In summary, there is a consensus that obesity/overweight is associated with increased depression. However, further longitudinal research is required to better understand the factors that underlie the causal relationships between them, the subgroups among whom they exist, and mediating strategies.

To our knowledge, this is the first nationwide study in Saudi Arabia that has measured the relationship between depression and BMI. The findings of our study underscore the importance of addressing obesity as a significant public health concern. The prevalence of obesity and its associated negative consequences, including increased risk for depression, highlight the need for comprehensive and more targeted health education programs on obesity. When developing such programs, it is essential to consider the cultural diversity within the local community and the influence of negative behaviors and false beliefs that affect the ability of society to maintain physical and psychological well-being. These factors have led to an increase in the prevalence of depression and a delay in taking the necessary measures and timely medical interventions for cases of weight disorders, which may pose a threat to individuals and society.

Study limitations

Our findings should be viewed with caution as the study has several limitations. (1) Causal inferences and the reciprocal effects are difficult to assess in cross-sectional studies. (2) The snowball non-random method carries a possible sampling bias. (3) There is a potential selection bias when using a web-based survey (being accessible to web users only with possible overrepresentation of health-oriented and more interested individuals). (4) There may be recall bias of self-reported data and social desirability bias especially for weight and height measurements, presence of chronic illness, and being suffering from chronic mental/psychological illness. The study employed self-reporting as a practical and efficient method to identify and exclude individuals with chronic mental or psychological illness from the analysis. It is important to note that the study did not specifically investigate the relationship between depression and individual chronic diseases but instead focused on the overall relationship between depression and chronic diseases as a collective category. These limitations should be taken into consideration when interpreting the findings of the study. (5) Non-Saudi residents within the Kingdom and the older age group were not included. In addition, a related concern here is the overrepresentation of young adults and those with a university degree that might affect the generalizability of findings. (6) BDI-II is valid for measuring depressive symptoms but cannot be used as a diagnostic instrument for clinical depression. (7) Categorization of continuous variables, namely BMI and depression, is a concern that affects our findings with possible bias, loss of power, missing non-linear relationship, and incomplete correction for confounding factors.
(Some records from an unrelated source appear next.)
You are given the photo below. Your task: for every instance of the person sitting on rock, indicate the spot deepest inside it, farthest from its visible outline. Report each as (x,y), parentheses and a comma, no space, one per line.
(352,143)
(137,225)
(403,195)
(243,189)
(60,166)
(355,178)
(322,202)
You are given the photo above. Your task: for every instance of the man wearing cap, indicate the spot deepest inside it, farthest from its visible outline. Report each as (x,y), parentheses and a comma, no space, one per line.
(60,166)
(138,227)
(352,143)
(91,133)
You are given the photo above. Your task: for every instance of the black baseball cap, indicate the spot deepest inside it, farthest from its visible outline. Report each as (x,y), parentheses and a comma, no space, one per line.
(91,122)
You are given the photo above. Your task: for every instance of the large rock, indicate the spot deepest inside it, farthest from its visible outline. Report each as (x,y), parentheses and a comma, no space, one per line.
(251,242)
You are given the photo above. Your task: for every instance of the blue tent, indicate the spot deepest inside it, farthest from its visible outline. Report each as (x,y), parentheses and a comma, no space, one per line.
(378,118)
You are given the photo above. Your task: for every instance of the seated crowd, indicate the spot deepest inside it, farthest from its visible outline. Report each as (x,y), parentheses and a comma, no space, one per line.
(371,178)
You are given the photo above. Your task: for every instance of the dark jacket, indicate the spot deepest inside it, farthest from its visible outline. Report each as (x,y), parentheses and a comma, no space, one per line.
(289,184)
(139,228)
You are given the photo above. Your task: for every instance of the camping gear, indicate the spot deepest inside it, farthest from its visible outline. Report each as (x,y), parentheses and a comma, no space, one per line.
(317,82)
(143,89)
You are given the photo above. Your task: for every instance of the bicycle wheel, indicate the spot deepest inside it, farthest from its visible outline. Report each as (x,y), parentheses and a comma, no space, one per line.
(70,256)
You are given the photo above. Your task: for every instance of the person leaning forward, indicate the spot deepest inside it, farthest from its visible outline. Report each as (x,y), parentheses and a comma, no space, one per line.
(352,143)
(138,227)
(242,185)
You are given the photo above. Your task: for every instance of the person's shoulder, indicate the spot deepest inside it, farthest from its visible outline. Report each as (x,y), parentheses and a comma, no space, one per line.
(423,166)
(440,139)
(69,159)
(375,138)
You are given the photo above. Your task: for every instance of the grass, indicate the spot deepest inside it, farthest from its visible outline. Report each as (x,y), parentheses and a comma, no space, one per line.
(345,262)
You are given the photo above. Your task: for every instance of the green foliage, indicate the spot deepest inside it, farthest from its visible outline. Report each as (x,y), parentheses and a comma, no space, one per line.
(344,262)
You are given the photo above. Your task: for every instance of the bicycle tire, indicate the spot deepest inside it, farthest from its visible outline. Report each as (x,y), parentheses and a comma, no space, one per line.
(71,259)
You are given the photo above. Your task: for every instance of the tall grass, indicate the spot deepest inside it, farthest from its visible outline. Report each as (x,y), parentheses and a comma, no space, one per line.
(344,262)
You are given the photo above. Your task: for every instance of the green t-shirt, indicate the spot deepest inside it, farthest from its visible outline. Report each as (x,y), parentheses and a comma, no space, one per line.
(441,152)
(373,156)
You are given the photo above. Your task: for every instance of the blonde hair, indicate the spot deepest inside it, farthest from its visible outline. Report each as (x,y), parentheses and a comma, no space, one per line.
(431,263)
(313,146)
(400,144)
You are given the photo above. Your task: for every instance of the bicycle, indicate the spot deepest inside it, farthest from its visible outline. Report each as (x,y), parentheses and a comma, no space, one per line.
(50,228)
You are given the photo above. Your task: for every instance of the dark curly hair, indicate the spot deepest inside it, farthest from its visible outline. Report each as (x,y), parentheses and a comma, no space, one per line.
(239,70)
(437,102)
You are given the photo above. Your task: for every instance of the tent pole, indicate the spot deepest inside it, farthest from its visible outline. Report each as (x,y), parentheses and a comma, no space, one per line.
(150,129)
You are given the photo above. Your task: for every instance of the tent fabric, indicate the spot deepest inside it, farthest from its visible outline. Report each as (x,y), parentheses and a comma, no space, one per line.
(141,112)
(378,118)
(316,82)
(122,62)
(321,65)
Also, possible over-adjustment in multi-variable adjusted models may be a concern (8) Depression episodes may occur during anyone’s life span, so lifetime prevalence is needed to study the association. (9) Residual confounding caused by non-measured covariates might have occurred, such as the concurrent impacts of COVID-19 and other psychological, behavior, dietary, and lifestyle factors. (10) Variability of geographical, cultural, and ethnic backgrounds of other populations may affect the findings. Furthermore, cross-cultural differences in the symptomatology and experience of depression should not be neglected.

Conclusions

A remarkable percentage of Saudi adults were suffering from different grades of depression (43.3%), overweight (26.4%), and obesity (21%). A positive association was found between BMI and depression score. Depression score did not differ by age, sex, geographical region, educational level, or family income. Non-smoking, having chronic diseases, and being overweight/obese were significantly associated with depression. Further longitudinal research is required to better understand the factors underpinning the causal relationships between BMI and depression, the subgroups among whom they exist, and mediating strategies.

Acknowledgments

The authors would like to thank all participants for their help completing the survey.